As a Spanish child from the early 90s, being part of the EU came with countless promises of financial freedom. Suddenly, our Iberian Peninsula did not feel so isolated from the rest of the continent, and this new thing called the Internet further connected us to the "Free World". I was only 6 years old when Spain entered the Eurozone, and right from the start, we monopolized the highest-denomination banknotes (500 EUR), symbolizing our leap towards financial freedom and prosperity.
The country was building like there was no tomorrow as part of a somewhat miraculous economic boom, fueled by limited taxes and regulations. However, over time, EU institutions began to be filled with unelected officials who would not let any serious crisis go to waste while increasing their influence. Thus, regulations were weaponized to protect the interests of incumbent corporates.
Unsurprisingly, pro-statist Eurocrats turned the creation of wealth into an artificially difficult endeavor for average individuals. Wealth was concentrated, making its preservation significantly easier for those who already had it, entering an era of anti-competitive stagnation. Yet, there was a "glitch in the Matrix", something that the Establishment wished had never happened. That something was Bitcoin.
Suddenly, those who, according to some, should not have been blessed with a "small" fortune found in BTC their best ally to escape the slavery of parasitical entities like the State and its banking lackeys. The State would, of course, manage to turn some crypto providers to the dark side of centralization, just as censorious as any fiat custodian before them and with the same or more counterparty risk.

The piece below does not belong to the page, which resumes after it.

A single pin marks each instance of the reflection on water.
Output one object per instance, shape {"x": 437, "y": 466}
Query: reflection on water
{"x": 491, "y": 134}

Those who study Bitcoin and DeFi were not fooled by the shiny new thing. Tired of their banks blocking transfers to known exchanges, they soon embraced P2P solutions (LocalCoinSwap, HodlHodl, etc.) where users could securely buy crypto from any individual dealer without KYC and, most critically, without their banks having any idea that their payment was actually in exchange for some coins.
Regulators still do not fully realize that blockchain is nothing like traditional finance. There are no barriers to entry, so anybody can develop software and, depending on how they do it and distribute it, there is little the authorities can do about it other than yelling at the code and being very mad. Therefore, they pass pieces of regulation that make everybody non-compliant as the only outcome.
Last week, the EU approved legislation to outlaw private payments, intending to forcefully ban wallets for digital assets where the user is the sole key holder. There is absolutely no justification for such a thing, as any industry expert will insist on the best practice of "not your keys, not your coins," since bearer digital assets make zero sense if under the possession of a third party.
European countries and much of the West are growing increasingly paternalistic and now seek to control the lives of their "infantilized" citizens with all sorts of pretexts. The problem is that parents should not prohibit what they cannot enforce; otherwise, when they ultimately need to backtrack out of pragmatism, they will lose respect in the eyes of those grown-ups they once had authority over.
Remember, it's not about the shiny price action that might make you wealthier over time! It's about owning it in a way that such wealth can never be taken away from you. So, if your country becomes a socialist or national-socialist (Nazi) dictatorship, and you did your homework vis-Ã -vis CoinJoins for BTC and ZK Proofs for EVM-compatible tokens, you will take it all into exile.